貴方を助けた以上、僕はこのヒトも放っておくわけにはいきません」
「駄目だ!君も危険に晒されるぞ!頼む、俺の言うことを聞いてくれ!でないと俺は無理矢理でも君を止めなければならない」
シオンは再び手を止め、ドギーに向き合った。
「貴方はさっき、殺し合いに乗ずる気はないって言いましたよね。でしたら、正当防衛の結果相手を殺してしまう事は仕方ないにしても。今、このヒトを助けようとしてる僕を止めまでするのは矛盾していませんか?」
「………」
凶悪犯は容赦なくデリートしてきたドギーとどんな凶悪犯も殺さずに圧縮冷凍して罪を償わせてきたシオンとの主義の違い。
ドギーはまだ納得はできなかったが、シオンに反論する言葉が浮かばなかった。
さらに彼に命を助けられ、身体が傷ついた状態という弱みもあり、これ以上強く言うことが出来ない。

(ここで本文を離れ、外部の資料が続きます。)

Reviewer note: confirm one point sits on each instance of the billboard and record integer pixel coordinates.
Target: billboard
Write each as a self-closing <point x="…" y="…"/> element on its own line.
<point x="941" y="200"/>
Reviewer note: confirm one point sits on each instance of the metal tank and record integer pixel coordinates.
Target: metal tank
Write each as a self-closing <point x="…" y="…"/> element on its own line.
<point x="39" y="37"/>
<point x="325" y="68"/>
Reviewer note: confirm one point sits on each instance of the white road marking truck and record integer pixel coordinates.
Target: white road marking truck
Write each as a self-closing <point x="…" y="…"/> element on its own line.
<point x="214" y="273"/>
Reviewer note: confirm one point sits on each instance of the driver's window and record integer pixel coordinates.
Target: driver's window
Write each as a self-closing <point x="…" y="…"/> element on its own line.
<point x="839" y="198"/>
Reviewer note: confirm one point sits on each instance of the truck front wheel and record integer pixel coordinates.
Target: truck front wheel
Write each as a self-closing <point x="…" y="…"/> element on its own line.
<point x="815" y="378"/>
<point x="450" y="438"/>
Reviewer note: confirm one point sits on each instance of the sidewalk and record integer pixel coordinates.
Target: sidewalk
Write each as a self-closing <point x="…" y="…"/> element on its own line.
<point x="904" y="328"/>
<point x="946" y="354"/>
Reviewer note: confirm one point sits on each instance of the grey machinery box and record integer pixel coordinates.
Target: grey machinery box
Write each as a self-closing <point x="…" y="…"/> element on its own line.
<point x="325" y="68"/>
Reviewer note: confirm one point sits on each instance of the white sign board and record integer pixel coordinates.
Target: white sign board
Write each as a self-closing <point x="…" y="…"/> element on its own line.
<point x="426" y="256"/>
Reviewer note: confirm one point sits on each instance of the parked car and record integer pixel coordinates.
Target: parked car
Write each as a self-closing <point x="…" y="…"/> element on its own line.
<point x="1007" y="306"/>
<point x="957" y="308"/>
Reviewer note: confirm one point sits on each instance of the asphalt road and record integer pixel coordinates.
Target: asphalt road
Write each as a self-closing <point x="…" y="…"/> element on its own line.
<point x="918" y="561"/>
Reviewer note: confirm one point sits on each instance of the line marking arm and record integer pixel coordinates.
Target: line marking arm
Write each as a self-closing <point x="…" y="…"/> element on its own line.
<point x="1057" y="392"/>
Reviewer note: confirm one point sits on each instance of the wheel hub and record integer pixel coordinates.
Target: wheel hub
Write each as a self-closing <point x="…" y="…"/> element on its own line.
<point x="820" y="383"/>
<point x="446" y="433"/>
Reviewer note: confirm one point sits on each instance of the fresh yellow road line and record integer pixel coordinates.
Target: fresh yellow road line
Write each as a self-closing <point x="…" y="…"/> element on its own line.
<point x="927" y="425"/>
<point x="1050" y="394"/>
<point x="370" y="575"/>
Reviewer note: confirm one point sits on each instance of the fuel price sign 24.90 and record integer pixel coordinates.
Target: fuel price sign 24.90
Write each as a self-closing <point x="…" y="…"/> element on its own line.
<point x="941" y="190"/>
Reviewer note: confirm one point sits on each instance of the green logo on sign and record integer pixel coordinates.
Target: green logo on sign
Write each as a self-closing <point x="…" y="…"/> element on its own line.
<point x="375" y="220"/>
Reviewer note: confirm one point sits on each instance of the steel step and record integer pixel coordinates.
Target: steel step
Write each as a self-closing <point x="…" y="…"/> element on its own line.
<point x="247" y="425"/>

「仕方ない……。だが、くれぐれも気をつけてくれよ……」
「はい。判ってくれてありがとうございます」
シオンは真剣な表情を崩し、再び笑みを浮かべた。
「しかし……考えてみると、君は本当にそのロボットを直せるのか?」
冷静になったドギーは疑問を投げかける。
「はい。かなり複雑なメカニズムですけどもう少しすれば直せます」
それはドギーにとって内心喜ばしくないな事実だったが、同時に別の事が頭に浮かぶ。
「君なら……この首輪を解体できるんじゃないのか?」
参加者全員の生殺与奪を握っているこの忌まわしき枷。
あれほどの高等なロボットを修理できる彼ならあるいは解体する事が出来るのでは、とドギーは考えた。
「はい。出来るかもしれません」
「ならば……っ!」
「でも、出来ないかもしれません」
シオンはそう続けてドギーの言葉をさえぎる。
「そして……もし後者だったらこの首輪、爆発しちゃいますよ。だから迂闊に試すわけにはいきません」
「そうか……」
ドギーは落胆した。
ただ単にシオンには外せない、という事だけではなく、彼がそう言ったからには、スワンも同じ事も言うかもしれないからだ。
「でも……もし、僕のほかにも」
「ん?」
「僕のほかにも機械知識に明るい人がいれば、その人と協力しあって安全にコレを外す方法が見つかるかもしれません」
さらにシオンは言葉を続ける。
「……実はこのヒトを直してるのは、そういう理由もあるんです……このヒト凄い技術で作られてますよ。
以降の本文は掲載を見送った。